Set up alerts when Repository X-Ray worker errors exceed a certain threshold
Context
In #476177 (closed), we introduced the Ai::Context::Dependencies::ConfigFiles::Base
class where the intention is for each dependency manager config file type to be represented by a child class. Each child class class contains the parsing logic in extract_libs
, which returns a list of libraries and their versions from the file content. It's executed when the config file parser (Ai::Context::Dependencies::ConfigFileParser
) runs .parse!
on each config file object.
The Sidekiq worker Ai::RepositoryXray::ScanDependenciesWorker
runs Ai::RepositoryXray::ScanDependenciesService
, which executes the config file parser.
Problem
The parsing logic in extract_libs
sometimes misses certain edge cases in the file content. When an unexpected data type or value is encountered, it throws an exception that bubbles up as Sidekiq job error. These are unhandled exceptions and should be either fixed or caught and re-raised as a known ParsingError
instead.
Typically the rate of these unhandled errors is quite low compared to the success rate (see Grafana worker detail). So these are considered low priority "bugs", but they should still be addressed for code completeness and to avoid impacting our error budget.
References
-
Kibana failed job logs for
Ai::RepositoryXray::ScanDependenciesWorker
: https://log.gprd.gitlab.net/app/r/s/NbOQ9 - Grafana Worker Detail: https://dashboards.gitlab.net/goto/P1PeuukHg?orgId=1
- Error budget for groupcode creation: https://dashboards.gitlab.net/goto/Xrt3xRZHR?orgId=1
Proposal
First investigate if there's a way to set up Grafana alerts and/or Slack notifications when the error rate in the worker graph exceeds a certain threshold (0.1%
or lower recommended).
When these notifications are triggered, consider automatically opening an actionable issue similar to #517173 (closed) (with priority labels) so that our team can take action on it as soon as possible.
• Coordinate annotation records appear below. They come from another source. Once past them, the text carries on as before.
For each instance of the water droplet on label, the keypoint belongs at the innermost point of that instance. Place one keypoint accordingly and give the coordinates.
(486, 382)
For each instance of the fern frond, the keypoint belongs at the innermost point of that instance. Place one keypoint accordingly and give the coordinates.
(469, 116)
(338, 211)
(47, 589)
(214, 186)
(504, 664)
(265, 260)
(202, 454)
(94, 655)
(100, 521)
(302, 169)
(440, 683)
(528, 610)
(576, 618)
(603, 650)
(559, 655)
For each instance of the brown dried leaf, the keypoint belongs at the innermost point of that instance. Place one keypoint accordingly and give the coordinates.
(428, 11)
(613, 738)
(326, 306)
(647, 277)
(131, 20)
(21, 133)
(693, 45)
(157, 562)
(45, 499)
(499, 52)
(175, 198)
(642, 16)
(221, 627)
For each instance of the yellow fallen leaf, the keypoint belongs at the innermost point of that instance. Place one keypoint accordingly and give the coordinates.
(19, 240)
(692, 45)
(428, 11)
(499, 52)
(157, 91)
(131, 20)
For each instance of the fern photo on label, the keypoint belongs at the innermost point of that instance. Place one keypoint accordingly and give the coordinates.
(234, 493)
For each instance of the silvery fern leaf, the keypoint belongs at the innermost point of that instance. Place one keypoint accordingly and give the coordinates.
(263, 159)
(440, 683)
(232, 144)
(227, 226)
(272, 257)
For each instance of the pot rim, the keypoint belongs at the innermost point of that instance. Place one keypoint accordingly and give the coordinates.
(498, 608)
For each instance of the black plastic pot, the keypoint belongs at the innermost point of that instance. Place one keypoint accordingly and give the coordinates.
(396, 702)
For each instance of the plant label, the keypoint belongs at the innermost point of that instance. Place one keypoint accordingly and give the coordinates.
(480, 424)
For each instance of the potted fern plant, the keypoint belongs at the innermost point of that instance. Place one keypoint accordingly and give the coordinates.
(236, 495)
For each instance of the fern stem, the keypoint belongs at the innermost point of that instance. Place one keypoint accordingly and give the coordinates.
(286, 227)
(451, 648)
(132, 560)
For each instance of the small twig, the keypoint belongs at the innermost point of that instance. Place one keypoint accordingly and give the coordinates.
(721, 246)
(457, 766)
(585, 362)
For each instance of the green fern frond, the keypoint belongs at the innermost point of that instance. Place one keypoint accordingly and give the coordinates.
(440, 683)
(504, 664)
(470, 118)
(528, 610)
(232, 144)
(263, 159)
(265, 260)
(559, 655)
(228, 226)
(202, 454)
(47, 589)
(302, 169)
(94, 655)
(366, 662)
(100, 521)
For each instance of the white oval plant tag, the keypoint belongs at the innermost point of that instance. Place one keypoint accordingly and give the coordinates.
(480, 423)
If notifications cannot be implemented with available tools, then we could consider setting up a recurring team task to periodically monitor Kibana logs. However, this should be a last measure.
Further details / references
On possible Grafana implementation (ref: #500575 (comment 2303465333)):
Alerts would be a good idea though. It looks like Grafana has a feature for this purpose (screenshot below), but I haven't tried it before. There could also be a way to send alerts to our group Slack channel (or to a new channel named
#g_create_code-creation-alerts
). So we could open up an issue to investigate setting up these notifications. We might even be able to have it automatically open a new issue for us at a certain threshold.
If a recurring task is necessary (ref: #500575 (comment 2302789226)):
I think we should set up a recurring task (perhaps quarterly) to review the logs and address any new unhandled exceptions that have appeared.